Medical Rehabilitation - quarterly journal

Volume 13 year 2009, Issue number 3

Mechanism rocker
Authors: Szymon Pasiut, Anna Lupa, Liliana Muszyńska
 
Medical Rehabilitation 2009; 13(3): 19-24
 
Mechanism rocker

Mechanizm rocker – mechanizm przetaczania stopy

 
Szymon Pasiut 1, Anna Lupa 2, Liliana Muszyńska
 

1 The Department of Neurological and Psychiatric Rehabilitation, the Academy of Physical Education in Cracow, Poland

2 The A&S Studio Surgery of Functional Rehabilitation in Cracow, Poland

 
 
Key words

gait, foot, biomechanics, closed-chain, rocker, rehabilitation, exercise

 
Abstract

The main idea of this article is the understanding of the anatomical work of foot rocker mechanisms during gait phases together with the muscle work of the hip, knee, ankle and foot being collectively responsible for the proper positioning of the joints in the lower limb.
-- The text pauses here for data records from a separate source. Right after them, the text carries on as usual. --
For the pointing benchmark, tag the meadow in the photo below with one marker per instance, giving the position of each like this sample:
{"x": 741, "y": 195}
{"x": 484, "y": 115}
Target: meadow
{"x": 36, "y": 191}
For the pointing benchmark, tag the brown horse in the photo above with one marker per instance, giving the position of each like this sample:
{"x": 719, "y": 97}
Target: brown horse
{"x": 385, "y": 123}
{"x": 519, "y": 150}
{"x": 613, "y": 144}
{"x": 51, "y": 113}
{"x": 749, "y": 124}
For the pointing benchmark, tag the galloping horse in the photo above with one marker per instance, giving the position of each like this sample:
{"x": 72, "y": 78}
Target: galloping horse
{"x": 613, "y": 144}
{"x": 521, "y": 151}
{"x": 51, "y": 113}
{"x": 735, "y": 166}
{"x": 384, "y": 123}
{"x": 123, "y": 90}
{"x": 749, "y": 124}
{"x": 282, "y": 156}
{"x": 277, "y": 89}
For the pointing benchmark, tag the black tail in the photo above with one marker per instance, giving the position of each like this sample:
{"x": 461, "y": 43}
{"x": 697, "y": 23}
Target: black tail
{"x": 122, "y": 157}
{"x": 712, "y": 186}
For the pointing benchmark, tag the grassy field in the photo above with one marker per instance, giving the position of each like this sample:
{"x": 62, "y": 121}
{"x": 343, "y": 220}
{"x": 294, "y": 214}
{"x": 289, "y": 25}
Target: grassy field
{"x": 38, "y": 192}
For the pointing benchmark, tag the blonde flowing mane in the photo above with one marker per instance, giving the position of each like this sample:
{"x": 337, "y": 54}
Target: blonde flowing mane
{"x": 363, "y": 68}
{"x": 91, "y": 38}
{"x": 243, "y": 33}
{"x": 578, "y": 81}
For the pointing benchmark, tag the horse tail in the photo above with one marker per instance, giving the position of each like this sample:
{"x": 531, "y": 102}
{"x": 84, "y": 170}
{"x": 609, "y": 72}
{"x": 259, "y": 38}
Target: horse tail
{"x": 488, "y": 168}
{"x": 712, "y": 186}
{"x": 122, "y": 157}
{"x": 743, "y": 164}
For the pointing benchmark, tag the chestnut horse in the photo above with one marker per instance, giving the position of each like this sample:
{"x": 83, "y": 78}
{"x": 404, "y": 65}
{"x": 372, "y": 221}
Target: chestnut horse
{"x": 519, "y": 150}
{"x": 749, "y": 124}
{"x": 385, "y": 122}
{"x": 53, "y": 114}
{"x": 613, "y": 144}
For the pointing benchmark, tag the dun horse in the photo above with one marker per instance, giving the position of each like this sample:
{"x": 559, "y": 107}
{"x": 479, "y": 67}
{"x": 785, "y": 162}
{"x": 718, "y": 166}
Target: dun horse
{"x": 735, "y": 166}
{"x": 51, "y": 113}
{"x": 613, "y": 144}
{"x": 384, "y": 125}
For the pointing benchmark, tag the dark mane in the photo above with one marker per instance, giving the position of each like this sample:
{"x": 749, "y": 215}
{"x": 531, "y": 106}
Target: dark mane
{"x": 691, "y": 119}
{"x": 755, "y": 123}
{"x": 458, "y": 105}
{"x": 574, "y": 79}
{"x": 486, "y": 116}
There are three rockers in a human’s foot: the heel rocker, the ankle and forefoot rocker. The names given to each of them are in accordance with their location in the foot. The term rocker is used to describe the process of the rolling of one element in a foot over another. The existing evidence suggests that analyzing foot work and its disorders in gait phases is crucial in planning the treatment of patients with walking problems, as it is an element of the cyclic opening and closing of the biomechanical chain. This analysis should go together with the awareness of the fact that proper gait is the result of combined work of the hip, knee and foot and demands a knowledge of the correlation between the tibia, calcaneus, metatarsum and forefoot. The information given helps one to evaluate trials of the ankle and foot and to assess the methodological quality of treatment in close chains in opposition to those in open chains, which brings fewer effects - hence stressing the need to widen the terminology of therapists working on gait problems. A knowledge of the ‘rocker mechanism’ can be an indicator in treatment progress, rehabilitation documentation as well as in the choice of exercises and the introduction of abilities acquired during therapy to daily functioning.